Whole-genome assembly and shotgun metagenomic analyses

Raw reads from genome sequences were filtered for quality control using Solexa QA (Cox et al. 2010) with a Phred score > 20 and a minimum length of 50 bp. Trimmed reads were assembled de novo using IDBA-UD v1.1.3 with pre-corrections and default parameters67. Contigs smaller than 1 Kb were filtered from the assembly. Genome completeness and contamination were evaluated using CheckM v1.0768.

Raw paired-end reads from the metagenomes were processed for quality control with Solexa QA69 for trimming and removing of Illumina adaptors using a Phred score > 20 and minimum fragment length of 50 bp. Host DNA removal from the metagenomes was performed by mapping trimmed reads to each plant reference genome using Bowtie270 with default parameters.

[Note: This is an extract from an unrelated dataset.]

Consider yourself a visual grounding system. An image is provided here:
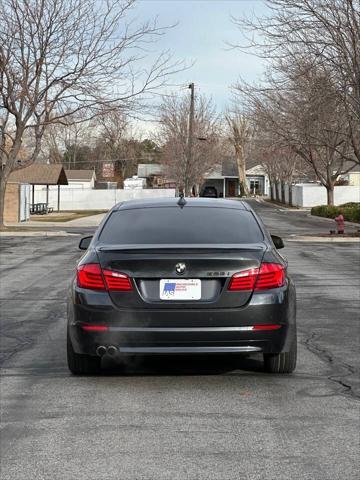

Nonpareil v3.023 with default parameters was used to estimate the sequencing average coverage and diversity (similar to Shannon index) for each sequenced and filtered library.

De novo metagenomic assembly, recovery of metagenome-assembled genomes (MAGs), and MAG quality control were performed as described previously57. Briefly, assembly was performed using MEGAHIT v1.1.1 with default parameters71, binning analysis using MetaBAT2 v2.12.1; option ‘-m 1500’72, and estimation of the completeness and contamination of each MAG using CheckM v1.07 with lineage specific workflow68. Fragment recruitment plots for bacterial isolates and MAG contigs were constructed using the enveomics.R package v1.4.1 from the Enveomics collection73.

Taxonomic annotation of MAGs was performed by identifying the closest relative genome using reference genomes available at RefSeq from NCBI as of November 2019 and mash distances using Mash v2; option ‘‘-s 10000’’ for sketching74. Then, the Average Nucleotide Identity (ANI) values were computed between each pair in order to define at which taxonomic level the MAGs belong to using the species (> 95% ANI) and genus (> 80% ANI) scores accordingly26. Taxonomic classification of metagenomic reads was carried out using Kraken2 with default parameters24.

Phylogenetic analysis of 26 Pseudomonas species present in the metagenomic samples with more than 0.1% relative abundance was conducted by using reference genomes available at NCBI and based on 100 universal single copy marker genes from each genome. Identification of single copy genes was performed using the script HMM.essential.rb73 and HMMer 3.075, then aligned using muscle v3.876 and concatenated using the script Aln.cat.rb73. A maximum-likelihood tree was constructed with RAxML 8.2.1277 using the GTRGAMMA model and 100 bootstraps. The best scoring tree was visualized and edited using iTOL v6 (https://itol.embl.de/)27.

Protein-coding genes in assembled contigs were identified by Prodigal78 with default parameters. Functional annotation was performed using BLASTp79 searches of amino acid sequences against the UniProt/SwissProt database36 using a cut-off for a match of at least 40% amino acid identity and 70% of the query protein length. The abundance of protein functions in each dataset was calculated as reads per kilobase per million mapped reads (RPKM). Proteins were assigned to the functional categories using Gene Ontology terms80. Functional Mapping and Analysis Pipeline81 was applied to estimate gene family abundance values associated with metabolic pathways and operons of interest using KEGG Orthologous groups (KOs) and the KEGG enzyme database82. Prediction of carbohydrate-active enzymes (CAZymes) in the metagenomes using run-dbcan v2.0.683 and the dbCAN CAZyme database38.

All metagenomic samples were deposited in the NCBI’s Sequence Read Archive under the project PRJNA635436.